Quando ouvi a notícia, no passado Sábado (dia 27 de Maio), acerca da intenção do Governo em abrir o processo de discussão pública sobre o novo Estatuto da Carreira Docente da Educação não superior, na qual emergia com grande destaque a questão da avaliação do desempenho docente, imaginei de imediato o corrupio de opiniões que nos dias seguintes inundariam as páginas dos principais jornais que temos (mas não merecemos). E imaginei também o seu homogéneo (e desgastado) conteúdo. Só foi preciso esperar pelo dia seguinte para ler um artigo do «maior» especialista da educação existente em Portugal, de seu nome José Manuel Fernandes, director de um jornal que gosta de se apresentar como uma das principais referências de isenção e de qualidade no nosso país mas que, em minha opinião, tem vindo a assumir aquilo que poderíamos designar como a antecâmara de um «Think Tank» («banco de ideias», para utilizar uma expressão muito comum no Brasil para definir aquele tipo de organização made in USA e destinada a influenciar directamente as políticas governamentais).

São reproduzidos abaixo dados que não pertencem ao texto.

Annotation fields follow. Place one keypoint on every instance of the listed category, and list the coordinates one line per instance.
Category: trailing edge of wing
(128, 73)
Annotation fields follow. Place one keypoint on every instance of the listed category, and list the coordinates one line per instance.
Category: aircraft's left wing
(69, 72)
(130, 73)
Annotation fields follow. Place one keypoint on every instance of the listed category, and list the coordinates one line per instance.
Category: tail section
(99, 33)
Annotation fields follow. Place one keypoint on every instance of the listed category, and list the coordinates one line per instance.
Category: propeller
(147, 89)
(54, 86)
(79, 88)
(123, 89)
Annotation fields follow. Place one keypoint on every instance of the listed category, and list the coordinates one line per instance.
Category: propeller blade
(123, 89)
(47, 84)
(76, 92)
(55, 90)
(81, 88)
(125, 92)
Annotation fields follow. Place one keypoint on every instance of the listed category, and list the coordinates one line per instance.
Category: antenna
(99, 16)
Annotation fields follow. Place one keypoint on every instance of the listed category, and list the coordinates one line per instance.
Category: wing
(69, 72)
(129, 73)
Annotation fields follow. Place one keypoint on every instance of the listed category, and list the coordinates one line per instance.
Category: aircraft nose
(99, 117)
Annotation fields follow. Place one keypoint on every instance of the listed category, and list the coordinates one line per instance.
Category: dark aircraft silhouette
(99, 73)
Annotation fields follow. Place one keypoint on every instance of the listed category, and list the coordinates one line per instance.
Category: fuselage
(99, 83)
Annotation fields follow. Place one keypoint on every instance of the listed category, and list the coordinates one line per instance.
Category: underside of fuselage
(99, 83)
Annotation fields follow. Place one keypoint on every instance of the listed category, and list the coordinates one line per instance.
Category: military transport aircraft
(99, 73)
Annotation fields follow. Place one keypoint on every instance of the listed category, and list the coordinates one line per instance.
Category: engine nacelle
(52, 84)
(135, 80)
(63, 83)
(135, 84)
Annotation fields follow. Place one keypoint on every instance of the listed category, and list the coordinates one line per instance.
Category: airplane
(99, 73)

A facilidade com que se escreve um editorial sobre um determinado assunto não pode ser explicada de muitas formas: ou o assunto é urgente (por exemplo, a eminência de um conflito armado ou de uma catástrofe; ou somos especialistas no campo e facilmente nos pronunciamos sobre ele; ou então temos a arrogância própria de quem, não se distanciando um milímetro do senso comum mais banal, não tem qualquer escrúpulo em cair no ridículo da falta de rigor e da explanação de ideias fáceis (opinionês?); por último, há ainda a considerar o facto de podermos estar, consciente e deliberadamente, certos quanto aos efectivos resultados das propostas que defendemos, mas que mantemos ocultos por uma questão estratégica óbvia (a isto chama-se cinismo). Devo dizer que sou um leitor diário do Público desde o seu primeiro número, situação que só pode ser explicada pela equipa que então o integrava, por um lado, e pela actual ausência de alternativas credíveis (embora haja quem pense que entre dois males menores não se deva optar?), por outro. Por isso (mas não só), sinto-me particularmente à vontade para o criticar.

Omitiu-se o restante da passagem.